The base perimeter contains some maximum-security zones with:
- A Special Ammunitions Storage (SAS) or dépôt atelier munitions spécialisées (DAMS). Storage of appx. 60 of FAF's stockpile of Air-Sol Moyenne Portée ASMP nuclear midrange air ground missiles.
- Two hardened alert facilities. One is hosting for Dassault Mirage 2000N combat aircraft, normally home based at Istres Air Base (BA 125) or at Luxeuil - Saint-Sauveur Air Base (BA 116). These planes are detached here on a rotating cycles to comply to the French nuclear deterrence mission. The other facility hosts E-3F airplanes and KC-135 tankers, normally home based at Istres, but detached to Avord AB to be used with some AWACS and strike missions.

Other support units:
- technical maintenance depot.
- entrepôt de munition de l'armée de l'air Savigny-en-Septaine, a conventional ammo storage unit.

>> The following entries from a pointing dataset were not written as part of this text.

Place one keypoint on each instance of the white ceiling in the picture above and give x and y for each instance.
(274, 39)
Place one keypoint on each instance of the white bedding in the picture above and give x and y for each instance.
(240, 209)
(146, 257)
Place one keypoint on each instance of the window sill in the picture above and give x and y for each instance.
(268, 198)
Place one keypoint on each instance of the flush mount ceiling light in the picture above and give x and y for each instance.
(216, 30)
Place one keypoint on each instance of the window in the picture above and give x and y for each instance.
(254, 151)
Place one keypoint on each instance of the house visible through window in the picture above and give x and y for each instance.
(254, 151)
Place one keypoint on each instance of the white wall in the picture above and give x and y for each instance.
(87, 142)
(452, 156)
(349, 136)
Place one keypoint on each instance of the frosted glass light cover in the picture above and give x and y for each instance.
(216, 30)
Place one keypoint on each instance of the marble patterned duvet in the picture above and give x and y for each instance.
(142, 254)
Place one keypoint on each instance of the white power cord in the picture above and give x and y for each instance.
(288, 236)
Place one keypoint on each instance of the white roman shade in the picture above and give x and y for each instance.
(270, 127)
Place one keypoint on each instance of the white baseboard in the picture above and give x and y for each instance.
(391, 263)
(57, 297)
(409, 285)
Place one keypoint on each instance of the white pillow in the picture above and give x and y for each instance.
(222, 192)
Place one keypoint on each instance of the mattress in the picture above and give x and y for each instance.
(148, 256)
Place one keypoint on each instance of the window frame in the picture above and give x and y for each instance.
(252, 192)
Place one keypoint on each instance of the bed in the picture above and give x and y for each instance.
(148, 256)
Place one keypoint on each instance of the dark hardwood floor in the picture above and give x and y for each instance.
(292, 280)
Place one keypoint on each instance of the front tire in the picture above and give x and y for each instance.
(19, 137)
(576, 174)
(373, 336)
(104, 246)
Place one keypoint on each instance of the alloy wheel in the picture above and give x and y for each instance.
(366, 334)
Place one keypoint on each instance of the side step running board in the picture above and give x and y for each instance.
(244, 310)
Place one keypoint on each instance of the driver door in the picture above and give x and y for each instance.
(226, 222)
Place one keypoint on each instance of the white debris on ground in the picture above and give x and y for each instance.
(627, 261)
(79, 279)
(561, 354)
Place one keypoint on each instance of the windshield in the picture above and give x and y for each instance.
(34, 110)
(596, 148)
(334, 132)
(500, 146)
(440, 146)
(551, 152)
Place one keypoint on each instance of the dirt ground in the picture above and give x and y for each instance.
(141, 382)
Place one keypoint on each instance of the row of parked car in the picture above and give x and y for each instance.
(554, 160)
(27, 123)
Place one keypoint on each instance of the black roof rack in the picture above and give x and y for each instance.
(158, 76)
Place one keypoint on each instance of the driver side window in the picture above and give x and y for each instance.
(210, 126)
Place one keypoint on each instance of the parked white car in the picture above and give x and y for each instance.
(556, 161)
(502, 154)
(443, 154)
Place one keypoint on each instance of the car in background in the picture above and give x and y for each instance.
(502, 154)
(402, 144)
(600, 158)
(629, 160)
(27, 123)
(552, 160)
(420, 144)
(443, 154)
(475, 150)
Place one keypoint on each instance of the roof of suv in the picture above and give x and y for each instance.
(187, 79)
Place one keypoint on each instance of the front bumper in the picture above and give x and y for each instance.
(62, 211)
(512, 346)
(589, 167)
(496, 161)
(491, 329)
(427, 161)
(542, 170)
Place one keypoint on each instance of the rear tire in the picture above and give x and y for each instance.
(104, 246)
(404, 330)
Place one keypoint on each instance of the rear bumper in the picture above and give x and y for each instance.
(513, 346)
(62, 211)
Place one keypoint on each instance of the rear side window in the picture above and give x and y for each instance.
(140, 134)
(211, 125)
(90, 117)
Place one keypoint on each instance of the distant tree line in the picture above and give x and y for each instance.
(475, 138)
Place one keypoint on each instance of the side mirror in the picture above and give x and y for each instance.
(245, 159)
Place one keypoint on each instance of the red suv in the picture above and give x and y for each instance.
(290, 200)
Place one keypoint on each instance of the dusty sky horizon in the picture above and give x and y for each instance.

- 1H.702 firefighting/rescue and nuclear decontamination unit.
- 12.802 strategic telecom unit.
- 02.950 air defense sqn (escadron de défense sol-air) Sancerre equipped with the Crotale and MBDA Mistral short range air defense systems.
- 1G.702 security squadron (escadron de protection) Fusiliers Commandos de l'Air responsible for security and base protection.